Inflation is something most Americans probably don't think about much, but it has a significant influence on their financial lives. Not only does inflation affect the prices of consumer goods, but the federal government also uses it as a benchmark in determining whether to increase contribution limits to qualified retirement plans or to raise monthly Social Security benefits.
On an individual level, the inflation rate affects how much your retirement dollars will really be worth. Over time, it can take a serious bite out of your nest egg. Understanding how inflation may hurt your retirement strategy is a must for ensuring that you have enough assets to last through your later years.
How Much Money Can Retirees Lose?
In terms of the actual dollar amount inflation can cost retirees, the numbers are startling. LIMRA Secure Retirement Institute constructed a model demonstrating the effect inflation could have on the average Social Security benefit over a period of 20 years. According to its research, a 1% inflation rate could swallow up $34,406 of retirees’ benefits. If the inflation rate were to increase to 3%, the shortfall would total more than $117,000. This chart illustrates the impact of varying inflation rates over time.
This model assumes a moderate level of spending. For a retiree whose budgeted monthly spending is higher, inflation's impact is likely to be felt even more deeply.
Inflation Diminishes Retirees’ Buying Power
The primary concern for retirees is how inflation affects their purchasing power. This is true even if inflation remains low because seniors are more likely than younger consumers to spend money on things that tend to increase in price, such as healthcare.
According to the Centers for Medicare and Medicaid Services, per capita health spending for elderly Americans was three times that of a working adult and five times that of children in 2014, averaging $19,098 annually.
In 2018, the CMS estimated that healthcare expenditures increased by 4.6% overall. Over that same period, inflation averaged 2.4%. That means even when inflation is low, retirees will be hit harder than others because the costs that affect them most tend to continue to rise.
Low inflation becomes even more problematic when the Social Security Administration (SSA) doesn't issue an annual cost-of-living increase for those receiving benefits. In 2016, for example, there was no adjustment because the Consumer Price Index, which is used to calculate the inflation rate, remained unchanged from the third quarter of 2014 through the third quarter of 2015.
Healthcare isn't the only item that can drive up retirees’ expenses. Housing, travel, and supporting adult children also influence how much seniors spend. A survey from the Employee Benefits Research Institute found that 45.9% of retirees spent more in the first two years after they retired than they did in the years immediately prior. Twenty-eight percent of households were spending 120% of their pre-retirement income over that same period, which suggests that some seniors may be experiencing lifestyle inflation.

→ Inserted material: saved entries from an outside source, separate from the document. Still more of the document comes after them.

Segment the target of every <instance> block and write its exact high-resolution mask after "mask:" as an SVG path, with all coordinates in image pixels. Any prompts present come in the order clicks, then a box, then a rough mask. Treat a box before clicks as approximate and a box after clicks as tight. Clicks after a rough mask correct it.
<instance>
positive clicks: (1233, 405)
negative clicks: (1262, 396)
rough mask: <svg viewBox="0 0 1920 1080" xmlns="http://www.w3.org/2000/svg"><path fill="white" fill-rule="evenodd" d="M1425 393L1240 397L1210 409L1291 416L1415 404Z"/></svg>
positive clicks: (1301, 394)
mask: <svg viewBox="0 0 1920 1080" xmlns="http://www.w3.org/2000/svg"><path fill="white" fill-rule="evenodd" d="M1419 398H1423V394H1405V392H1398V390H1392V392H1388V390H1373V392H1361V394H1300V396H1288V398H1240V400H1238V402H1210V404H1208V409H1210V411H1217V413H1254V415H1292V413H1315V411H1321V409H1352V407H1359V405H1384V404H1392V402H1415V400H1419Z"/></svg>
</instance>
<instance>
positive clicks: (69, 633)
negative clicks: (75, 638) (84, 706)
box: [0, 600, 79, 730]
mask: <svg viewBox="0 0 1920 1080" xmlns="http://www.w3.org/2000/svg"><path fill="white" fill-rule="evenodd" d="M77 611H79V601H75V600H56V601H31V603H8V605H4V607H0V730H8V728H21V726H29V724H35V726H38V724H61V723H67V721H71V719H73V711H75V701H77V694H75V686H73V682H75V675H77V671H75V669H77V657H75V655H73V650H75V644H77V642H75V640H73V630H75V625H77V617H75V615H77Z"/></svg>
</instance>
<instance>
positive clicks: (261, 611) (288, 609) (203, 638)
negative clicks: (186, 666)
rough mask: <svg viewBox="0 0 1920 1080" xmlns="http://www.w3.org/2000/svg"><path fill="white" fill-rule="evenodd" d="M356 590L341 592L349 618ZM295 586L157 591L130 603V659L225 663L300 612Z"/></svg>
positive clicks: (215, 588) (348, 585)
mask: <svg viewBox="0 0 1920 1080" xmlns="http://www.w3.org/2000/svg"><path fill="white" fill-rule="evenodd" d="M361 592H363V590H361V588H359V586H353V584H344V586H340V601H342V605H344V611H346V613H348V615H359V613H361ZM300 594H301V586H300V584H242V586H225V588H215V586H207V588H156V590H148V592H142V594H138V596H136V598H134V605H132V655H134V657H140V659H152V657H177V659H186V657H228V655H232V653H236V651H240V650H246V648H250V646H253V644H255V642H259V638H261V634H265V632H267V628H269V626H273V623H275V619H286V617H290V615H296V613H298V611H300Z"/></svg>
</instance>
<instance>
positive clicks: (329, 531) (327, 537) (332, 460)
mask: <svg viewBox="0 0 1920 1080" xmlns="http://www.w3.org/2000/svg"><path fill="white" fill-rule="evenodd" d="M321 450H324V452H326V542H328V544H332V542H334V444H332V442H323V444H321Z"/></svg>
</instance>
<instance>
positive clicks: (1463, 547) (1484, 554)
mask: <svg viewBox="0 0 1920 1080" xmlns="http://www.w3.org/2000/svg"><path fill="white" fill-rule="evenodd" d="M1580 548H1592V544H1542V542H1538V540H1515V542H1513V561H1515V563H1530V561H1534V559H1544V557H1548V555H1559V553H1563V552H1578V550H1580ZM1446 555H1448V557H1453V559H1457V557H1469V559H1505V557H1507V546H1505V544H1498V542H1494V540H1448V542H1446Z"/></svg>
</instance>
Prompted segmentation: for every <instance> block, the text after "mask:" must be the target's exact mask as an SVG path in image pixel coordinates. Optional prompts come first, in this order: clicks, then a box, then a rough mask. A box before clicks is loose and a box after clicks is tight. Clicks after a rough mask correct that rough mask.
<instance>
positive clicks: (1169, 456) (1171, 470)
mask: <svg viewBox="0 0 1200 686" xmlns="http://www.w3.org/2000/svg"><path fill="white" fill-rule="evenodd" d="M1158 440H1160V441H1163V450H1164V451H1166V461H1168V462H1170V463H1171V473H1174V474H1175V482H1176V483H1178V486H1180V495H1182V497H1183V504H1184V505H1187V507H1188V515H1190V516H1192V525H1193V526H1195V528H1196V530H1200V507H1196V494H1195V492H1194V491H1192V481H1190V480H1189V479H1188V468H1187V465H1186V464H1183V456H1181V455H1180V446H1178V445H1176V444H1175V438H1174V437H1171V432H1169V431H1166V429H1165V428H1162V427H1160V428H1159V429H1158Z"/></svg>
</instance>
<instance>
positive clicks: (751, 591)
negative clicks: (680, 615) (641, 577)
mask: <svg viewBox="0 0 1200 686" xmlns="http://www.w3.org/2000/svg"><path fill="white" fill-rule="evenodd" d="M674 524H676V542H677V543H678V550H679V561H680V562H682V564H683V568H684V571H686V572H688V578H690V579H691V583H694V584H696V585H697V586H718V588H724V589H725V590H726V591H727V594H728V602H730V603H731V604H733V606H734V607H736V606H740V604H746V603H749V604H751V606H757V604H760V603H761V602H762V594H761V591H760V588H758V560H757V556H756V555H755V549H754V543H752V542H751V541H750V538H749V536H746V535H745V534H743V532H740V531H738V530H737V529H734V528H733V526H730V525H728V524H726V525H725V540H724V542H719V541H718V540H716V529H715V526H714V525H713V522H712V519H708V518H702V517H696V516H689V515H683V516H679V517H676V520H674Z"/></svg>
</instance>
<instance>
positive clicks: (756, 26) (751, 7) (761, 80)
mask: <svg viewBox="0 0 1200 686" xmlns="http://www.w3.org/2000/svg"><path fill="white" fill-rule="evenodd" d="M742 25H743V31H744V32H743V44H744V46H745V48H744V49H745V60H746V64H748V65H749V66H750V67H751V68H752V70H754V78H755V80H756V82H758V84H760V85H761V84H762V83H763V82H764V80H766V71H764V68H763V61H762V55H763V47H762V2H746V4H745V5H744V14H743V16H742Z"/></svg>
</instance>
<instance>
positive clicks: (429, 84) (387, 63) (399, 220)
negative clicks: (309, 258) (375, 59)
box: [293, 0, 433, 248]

What Retirees Can Do to Curb Inflation’s Side Effects
While seniors can't directly affect the inflation rate, there are ways to minimize the shadow it casts over their retirement.
Reducing housing costs, for instance, is a step in the right direction. Trading in a larger home for a smaller one, even if the mortgage is paid off, reduces the monthly outflow for property taxes, utilities, homeowners insurance, and maintenance.
Another smart move is adding investments to your portfolio that are likely to increase in value as inflation rises. A real estate investment trust (REIT) or energy sector stocks, for example, are better positioned to see their value grow in tandem with the inflation rate.
Just remember to balance stock investments with more conservative options, such as bonds, which are more predictable and tend to offer stable returns.
The Bottom Line
Inflation can be a retirement killer, but it doesn't have to be for seniors who take the time to develop a plan for beating it. Reducing spending, creating a realistic retirement budget, and leveraging investments can all help to soften the blow inflation may deal to long-term savings.